ここで、太陽光モジュールについての疑問が湧いてくる。これらのモジュールは期待通りの発電容量を実現できるだろうか?期待通りの耐久性があるだろうか?2~3年後に発火してしまわないだろうか?欧米の投資家たちはこうした問いへの答えを求めている。そして欧米以外の投資家たちにもこの動きは広まっている。
バンカビリティ調査はメーカー保証をバックアップし、そしてさらに・・
いわゆる“バンカビリティテスト”をしてプロジェクトを様々な面から分析することは、開発・資金調達・建設・売電契約の締結にとって重要である。バンカビリティという言葉は、銀行があるプロジェクトに対して投資をするかどうかをプロジェクトのリターンから検討することからきている。
太陽光モジュールのメーカー保証は20年か25年。しかし、それだけの年月そのメーカーが存続しているとも限らない。一貫して一流の大型モジュールを作る、そしてそのサプライヤーもクオリティを維持する。こうした保証があったとしても更に、投資家はモジュールの不具合という頭の痛い問題を避ける必要がある。
「様々なモジュールメーカーが存在します。コストを下げるために標準以下の品質の素材を使うメーカーもある。そのようなモジュールには、より高いリスクがあります。発火するかもしれない。人々を危険に晒すかもしれない。」バンカビリティテストと認証試験を行なうRenewable Energy Test Center(RETC)の共同創始者でCEOのCherif Kedir氏は言う。「私たちのバンカビリティテストでは、認証試験のガイドラインを上回るテストを行ないます。認証試験で求められる基準の2~3倍の負荷をかけ、さらに追加試験も行なって、モジュールが25年以上もつことを確認するのです。」
小さな利鞘をやりくりしているメーカーと、巨大なリスクをとっている投資家たちにとって、たった一つの失敗が致命傷になりうる。

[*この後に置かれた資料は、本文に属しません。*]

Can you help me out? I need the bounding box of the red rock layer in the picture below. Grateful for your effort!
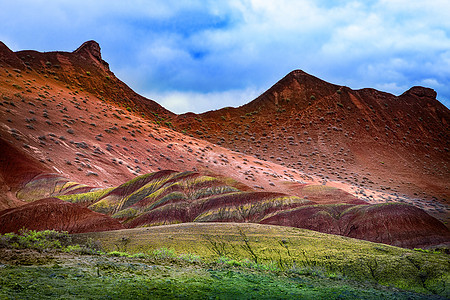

Black & Veatch(B&V)の太陽光モジュールの評価コンサルティング部門でシニア・マネージング・ディレクターを務めるRalph Romero博士は、「メーカーがバンカビリティテストを行ない、そのフィードバックに耳を傾けていれば防ぐことのできた問題や失敗の事例は山ほどある。」と語る。彼らが指摘した非常に重要な問題を、クライアントが無視したケースもあったという。
「残念なことに、そのクライアントは全ての問題点の改善をしてはくれませんでした。そして対応されなかった問題のうちの一つが、設置済みの100万個以上のモジュールのリコールに繋がってしまったのです。約1.5億ドルという巨大な投資に対する信頼性―私たちが問題にしているのはそういうことなのです。」
設立から10年、バンカビリティのビッグプレイヤーに
太陽光モジュールのバンカビリティ分野は3つの企業で独占されている。カリフォルニアはフリーモントにあるRETCは、バンカビリティの最大のマーケットである米国において、トップクラスの収益と目覚ましいマーケットシェアを誇る。
RETCの歴史は2009年に遡る。コンピューターと半導体分野の元エンジニアだったKedirとAlelie Funcellは、新しい太陽光モジュールの技術を商業化するのに苦労してきた。そして日本の商社である丸紅が2018年の3月に70%の出資を行なった。
「私たちは当時、この産業において、認証プロセス、信頼性テストや実証試験、耐久性テスト、そして市場参入を支援する会社が必要だと切実に感じていました。」アルジェリアから米国に渡り、大学エンジニアリングを学んだ後、半導体の分野で働いていたKedir氏は語る。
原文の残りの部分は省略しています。